Nemmeno il tempo di aprire e chiudere gli occhi che è tutto finito. Ma oggi non è il giorno adatto a rimuginare, non è il momento giusto per pensare a cose che non torneranno più.

È San Valentino, la festa dell’amore zuccheroso, di quel tipo d’amore che sta dentro cuoricini di carta ritagliata da un foglio di brutta del quaderno, della festa per gli innamorati timidi che finalmente si dichiarano, il giorno più stomachevole dell’anno.

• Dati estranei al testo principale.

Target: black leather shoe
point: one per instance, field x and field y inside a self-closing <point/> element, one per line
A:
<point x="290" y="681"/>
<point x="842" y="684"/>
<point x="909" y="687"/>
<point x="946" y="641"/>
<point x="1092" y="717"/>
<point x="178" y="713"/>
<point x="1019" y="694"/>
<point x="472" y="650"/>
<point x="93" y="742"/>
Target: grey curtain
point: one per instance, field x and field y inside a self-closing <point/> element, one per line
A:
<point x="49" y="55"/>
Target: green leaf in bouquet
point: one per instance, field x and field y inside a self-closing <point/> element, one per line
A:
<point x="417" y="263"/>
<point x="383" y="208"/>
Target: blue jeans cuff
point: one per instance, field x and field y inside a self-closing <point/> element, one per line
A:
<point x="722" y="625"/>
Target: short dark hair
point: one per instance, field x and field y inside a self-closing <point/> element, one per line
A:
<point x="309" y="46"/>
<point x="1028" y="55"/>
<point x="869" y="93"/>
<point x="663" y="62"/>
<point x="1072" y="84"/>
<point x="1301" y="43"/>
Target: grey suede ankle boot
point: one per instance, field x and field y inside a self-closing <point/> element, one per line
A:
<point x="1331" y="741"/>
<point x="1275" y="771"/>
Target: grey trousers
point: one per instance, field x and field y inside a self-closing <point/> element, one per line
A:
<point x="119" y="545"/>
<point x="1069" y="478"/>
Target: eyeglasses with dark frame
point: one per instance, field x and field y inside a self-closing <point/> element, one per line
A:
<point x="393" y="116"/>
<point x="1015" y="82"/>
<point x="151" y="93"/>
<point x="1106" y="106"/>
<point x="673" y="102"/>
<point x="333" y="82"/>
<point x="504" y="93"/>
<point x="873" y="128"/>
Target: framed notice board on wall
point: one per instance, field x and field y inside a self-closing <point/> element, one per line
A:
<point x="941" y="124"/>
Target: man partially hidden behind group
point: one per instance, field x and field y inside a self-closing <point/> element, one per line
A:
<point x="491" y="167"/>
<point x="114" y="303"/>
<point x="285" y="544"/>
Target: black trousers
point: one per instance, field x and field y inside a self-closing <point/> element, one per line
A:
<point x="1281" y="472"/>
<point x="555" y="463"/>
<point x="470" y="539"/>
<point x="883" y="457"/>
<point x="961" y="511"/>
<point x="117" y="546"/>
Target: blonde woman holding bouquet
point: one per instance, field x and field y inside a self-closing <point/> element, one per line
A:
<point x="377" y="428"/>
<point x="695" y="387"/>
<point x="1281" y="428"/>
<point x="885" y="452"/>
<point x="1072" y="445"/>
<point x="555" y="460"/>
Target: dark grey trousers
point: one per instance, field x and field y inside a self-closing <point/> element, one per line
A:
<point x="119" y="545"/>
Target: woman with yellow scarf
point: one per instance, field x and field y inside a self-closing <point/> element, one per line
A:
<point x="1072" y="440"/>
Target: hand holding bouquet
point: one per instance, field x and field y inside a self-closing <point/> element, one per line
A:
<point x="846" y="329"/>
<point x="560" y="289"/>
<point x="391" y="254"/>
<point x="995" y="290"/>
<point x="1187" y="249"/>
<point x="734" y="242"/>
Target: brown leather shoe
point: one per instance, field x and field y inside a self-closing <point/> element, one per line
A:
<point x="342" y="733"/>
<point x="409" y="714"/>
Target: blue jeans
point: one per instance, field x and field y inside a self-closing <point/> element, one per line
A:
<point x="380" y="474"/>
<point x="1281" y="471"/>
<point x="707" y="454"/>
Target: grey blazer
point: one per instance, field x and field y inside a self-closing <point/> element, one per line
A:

Per quanto possa sembrare stupido, ora come ora vorrei solo festeggiare la festa più dolce e patetica dell’anno, perché quando la preoccupazione più grande che puoi avere è farti bella per la persona che ami allora non hai certo grossi tormenti che ti assillano.

Oggi, il 14 Febbraio, sono in una stanza d’ospedale asettica e troppa silenziosa. Non un gesto, nemmeno un accenno a questo giorno. Niente di niente. Solo silenzio che entra nelle ossa e ti trafora il cervello, e ancora silenzio che rende più vivida la voce di Alex nella mia testa. Una presenza costante dal giorno del nostro matrimonio.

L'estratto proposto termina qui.